There have been references in the literature from the 1930s to "fasciculate tremor" or "voluntary fasciculations" in patients with various forms of juvenile spinal muscular atrophy (SMA). [1],[2] However, the term "minipolymyoclonus," first used by Giblin, was only defined by Spiro in 1970. [1] He described two patients with childhood-onset SMA who had "generalized tremulousness" consisting of irregular, intermittent muscle contractions producing visible and palpable movements of the head and distal joints of the hands and the fingers. These movements were non-rhythmic and unequal in the agonists and antagonists (distinguishing them from tremor), were present at rest, worsened by movement and stress, and alleviated by relaxation and sleep. Spiro considered minipolymyoclonus a manifestation of peripheral neurogenic disease without elaborating on the distinction between minipolymyoclonus and fasciculations. Similarly, while both were mentioned as occurring in a recent series of patients with monomelic amyotrophy, their relationship remained unclear. [3] Though usually described in SMA, minipolymyoclonus appears to be a nonspecific marker of motor neuron damage. Although seen with nemaline rod myopathy and syringomyelia, it was attributed to coexistent lower motor neuron dysfunction. [4],[5]

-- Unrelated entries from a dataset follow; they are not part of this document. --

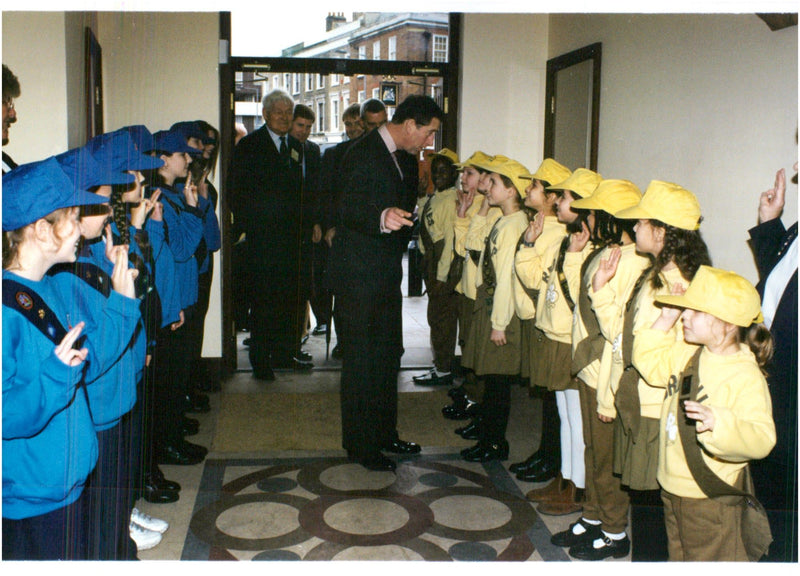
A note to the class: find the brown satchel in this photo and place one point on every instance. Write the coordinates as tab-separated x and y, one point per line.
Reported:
756	533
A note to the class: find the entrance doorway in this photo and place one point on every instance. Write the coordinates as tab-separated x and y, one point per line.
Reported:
328	76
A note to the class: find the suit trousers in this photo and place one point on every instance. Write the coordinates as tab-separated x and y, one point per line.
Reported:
606	501
370	332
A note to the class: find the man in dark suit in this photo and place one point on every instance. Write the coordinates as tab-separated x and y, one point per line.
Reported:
11	91
379	176
302	122
775	477
269	202
329	192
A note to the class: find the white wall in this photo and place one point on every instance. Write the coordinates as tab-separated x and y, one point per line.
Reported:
504	59
707	101
42	74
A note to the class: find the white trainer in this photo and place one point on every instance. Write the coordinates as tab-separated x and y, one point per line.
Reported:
148	522
145	539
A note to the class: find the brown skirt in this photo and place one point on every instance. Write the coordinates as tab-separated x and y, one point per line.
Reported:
481	354
550	363
636	459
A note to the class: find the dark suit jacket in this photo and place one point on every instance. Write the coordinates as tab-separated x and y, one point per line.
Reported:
766	241
268	201
364	261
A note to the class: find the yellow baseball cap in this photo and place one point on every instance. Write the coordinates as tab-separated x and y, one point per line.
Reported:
551	171
582	182
669	203
720	293
477	157
447	153
513	170
611	196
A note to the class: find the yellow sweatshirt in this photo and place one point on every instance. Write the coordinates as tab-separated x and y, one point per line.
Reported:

Minipolymyoclonus-like, small jerky movements in the hands and fingers also occur in degenerative CNS disorders. Wilkins et al.,[6] performed EMG-EEG correlation (back averaging) in a series of patients with CNS impairment (Lennox-Gastaut syndrome, cerebral palsy, familial myoclonic epilepsy and Alzheimer's disease) and bilaterally synchronous finger twitches often discharging simultaneously in antagonistic muscle pairs. They detected bifrontal or bifrontocentral negative slow waves preceding the myoclonic jerks, at times associated with bifrontal sharp waves or a bilateral alpha-range rhythm. They proposed a subcortical focus projecting downwards to spinal motor neurons to produce the motor activity (resulting in minipolymyolonus), and upwards to excite the cortex.

While Wilkins et al., thus demonstrated a central origin for minipolymyoclonus-like jerks in central neurodegenerative disorders, our findings of a correlation between finger jerks and fasciculations in a degenerative condition of the motor neurons suggests that despite an outward clinical similarity, minipolymyoclonus has fundamentally different etiologies in central and peripheral conditions. In Wilkins et al.'s series, no muscle bursts were shorter than 20 msecs in duration, with the range being 20-50 msecs, fulfilling duration criteria for cortical myoclonus. In contrast, the duration of most bursts in our patient was in the expected range for motor unit discharges (up to 20 msecs), consistent with fasciculations arising from the anterior horn cell; the longer duration of some of the bursts was likely due to the chronic neurogenic changes in the motor unit as noted in the prior EMG study. In addition, with the CNS disorders, jerks were bilaterally synchronous in agonist-antagonist pairs, apposite in the context of a proposed subcortical origin, whereas in our patient, the bursts were irregular and asynchronous. The absence of a preceding time-locked cortical prepotential on EEG-EMG correlation with back averaging, which was observed by Wilkins et al., rules out a cortico-subcortical generator in our patient.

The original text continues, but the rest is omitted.